Halifax regional council is being asked to re-examine its policy governing street meat.
Coun. Jennifer Watts indicated during this week’s council meeting that she’d be asking her fellow councillors to approve a staff report into bylaw C-500, which regulates food cart vending.
Watts said she had been approached by a few prospective venders looking for bylaw amendments that could enable a more creative approach to street fare than your standard fish and chips or hotdogs.
“(The amendments) would help facilitate either the food truck or the food cart industry,” said Watts.
“Basically it’s asking staff to … consult with the people who are interested in entering into this area and with people who are already involved with it … (and) the existing business community.”
For food trucks, the amendments include relaxing a rule in the current bylaw that disallows street vending from 4 to 9 a.m. – basically eliminating the possibility of trucks serving breakfast.

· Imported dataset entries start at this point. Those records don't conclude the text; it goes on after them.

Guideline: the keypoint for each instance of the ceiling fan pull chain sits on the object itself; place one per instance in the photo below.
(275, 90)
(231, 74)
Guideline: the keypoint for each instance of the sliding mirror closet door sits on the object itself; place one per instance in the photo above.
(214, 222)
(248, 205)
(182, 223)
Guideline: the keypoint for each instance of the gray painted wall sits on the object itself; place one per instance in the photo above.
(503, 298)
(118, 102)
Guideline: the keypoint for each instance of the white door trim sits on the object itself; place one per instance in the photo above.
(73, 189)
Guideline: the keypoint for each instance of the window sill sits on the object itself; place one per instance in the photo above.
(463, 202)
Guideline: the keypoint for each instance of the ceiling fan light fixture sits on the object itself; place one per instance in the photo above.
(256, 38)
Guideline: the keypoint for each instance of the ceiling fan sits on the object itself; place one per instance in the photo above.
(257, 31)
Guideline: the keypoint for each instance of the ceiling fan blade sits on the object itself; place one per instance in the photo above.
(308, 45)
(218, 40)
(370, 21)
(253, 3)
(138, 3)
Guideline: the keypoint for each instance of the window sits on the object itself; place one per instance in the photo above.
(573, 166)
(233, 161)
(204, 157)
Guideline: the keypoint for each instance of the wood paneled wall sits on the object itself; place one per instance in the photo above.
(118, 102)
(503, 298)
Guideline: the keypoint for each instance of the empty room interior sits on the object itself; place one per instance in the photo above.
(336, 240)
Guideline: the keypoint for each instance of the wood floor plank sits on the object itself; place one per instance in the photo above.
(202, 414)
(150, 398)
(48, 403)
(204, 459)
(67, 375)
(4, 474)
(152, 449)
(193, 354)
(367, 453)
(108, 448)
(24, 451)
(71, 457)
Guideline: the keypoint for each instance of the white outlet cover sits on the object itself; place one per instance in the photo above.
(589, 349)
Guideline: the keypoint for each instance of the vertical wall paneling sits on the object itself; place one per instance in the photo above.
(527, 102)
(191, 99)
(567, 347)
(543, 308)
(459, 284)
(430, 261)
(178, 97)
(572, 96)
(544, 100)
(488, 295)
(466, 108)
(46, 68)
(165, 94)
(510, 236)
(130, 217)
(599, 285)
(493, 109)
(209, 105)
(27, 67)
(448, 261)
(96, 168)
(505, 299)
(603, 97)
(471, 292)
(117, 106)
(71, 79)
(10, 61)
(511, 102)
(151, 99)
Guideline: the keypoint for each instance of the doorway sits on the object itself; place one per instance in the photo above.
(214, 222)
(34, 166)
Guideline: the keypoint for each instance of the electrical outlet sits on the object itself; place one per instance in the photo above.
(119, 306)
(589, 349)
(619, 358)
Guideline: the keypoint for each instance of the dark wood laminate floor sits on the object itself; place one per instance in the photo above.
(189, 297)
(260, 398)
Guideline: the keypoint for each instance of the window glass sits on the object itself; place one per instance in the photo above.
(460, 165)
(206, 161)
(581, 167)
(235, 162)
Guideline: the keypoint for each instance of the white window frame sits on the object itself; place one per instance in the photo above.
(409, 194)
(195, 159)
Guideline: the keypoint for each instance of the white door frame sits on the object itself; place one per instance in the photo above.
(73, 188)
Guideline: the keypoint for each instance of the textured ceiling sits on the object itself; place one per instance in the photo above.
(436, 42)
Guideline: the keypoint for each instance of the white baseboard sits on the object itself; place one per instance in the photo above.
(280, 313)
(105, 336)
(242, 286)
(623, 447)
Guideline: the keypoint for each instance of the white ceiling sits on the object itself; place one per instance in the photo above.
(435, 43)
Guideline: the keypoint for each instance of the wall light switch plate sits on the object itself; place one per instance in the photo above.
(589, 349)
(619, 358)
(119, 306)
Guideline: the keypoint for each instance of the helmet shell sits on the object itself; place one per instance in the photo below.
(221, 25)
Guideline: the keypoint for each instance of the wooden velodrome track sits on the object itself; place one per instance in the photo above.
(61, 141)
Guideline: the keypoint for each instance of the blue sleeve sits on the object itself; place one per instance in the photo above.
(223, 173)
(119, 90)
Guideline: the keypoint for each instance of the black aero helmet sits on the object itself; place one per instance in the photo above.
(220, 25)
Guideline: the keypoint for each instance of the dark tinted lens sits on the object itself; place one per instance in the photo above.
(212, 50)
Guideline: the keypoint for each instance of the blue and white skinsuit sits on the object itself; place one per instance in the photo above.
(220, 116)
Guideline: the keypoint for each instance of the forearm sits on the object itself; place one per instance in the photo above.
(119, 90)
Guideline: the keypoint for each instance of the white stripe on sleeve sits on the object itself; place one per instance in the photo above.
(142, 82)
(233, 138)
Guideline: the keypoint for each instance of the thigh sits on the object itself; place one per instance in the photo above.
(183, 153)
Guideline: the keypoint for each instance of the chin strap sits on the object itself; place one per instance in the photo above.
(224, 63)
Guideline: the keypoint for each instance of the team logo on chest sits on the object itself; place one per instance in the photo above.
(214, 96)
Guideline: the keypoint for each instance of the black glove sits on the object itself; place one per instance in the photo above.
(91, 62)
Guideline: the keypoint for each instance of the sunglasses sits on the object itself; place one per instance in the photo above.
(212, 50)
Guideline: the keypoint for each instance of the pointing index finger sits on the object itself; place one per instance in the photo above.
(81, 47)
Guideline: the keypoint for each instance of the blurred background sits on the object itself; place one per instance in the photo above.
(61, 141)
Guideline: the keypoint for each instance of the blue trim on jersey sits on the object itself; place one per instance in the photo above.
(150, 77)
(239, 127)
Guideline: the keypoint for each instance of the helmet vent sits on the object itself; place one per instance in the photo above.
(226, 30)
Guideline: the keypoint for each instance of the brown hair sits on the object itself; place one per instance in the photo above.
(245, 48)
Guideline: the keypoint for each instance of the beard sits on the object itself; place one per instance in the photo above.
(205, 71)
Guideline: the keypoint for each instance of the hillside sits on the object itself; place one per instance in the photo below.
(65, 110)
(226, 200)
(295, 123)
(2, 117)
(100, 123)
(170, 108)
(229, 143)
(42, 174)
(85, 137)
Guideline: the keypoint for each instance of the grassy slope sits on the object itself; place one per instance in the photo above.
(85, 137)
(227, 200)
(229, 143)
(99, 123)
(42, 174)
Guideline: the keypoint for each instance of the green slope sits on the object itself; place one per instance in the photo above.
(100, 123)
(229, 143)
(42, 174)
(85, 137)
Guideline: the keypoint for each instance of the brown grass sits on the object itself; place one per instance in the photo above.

Another desired amendment, according to Watts, is the prohibition of two venders sharing the same spot.
“This would allow for catching the early morning crowd in terms of what people may be wanting on their way to work,” Watts said.
It’s not possible for that early morning vender to share their spot with someone serving the evening or late night crowd – and potentially limits municipal revenue from permits.
Under the current bylaw, food carts – drawn by bicycles, for instance – are limited to serving “frozen treats.” So no luck if you’re craving a burrito bike.
Under the bylaw, all truck or cart operators are still required to be approved by the Department of Health and Wellness, as well as the Department or Labour.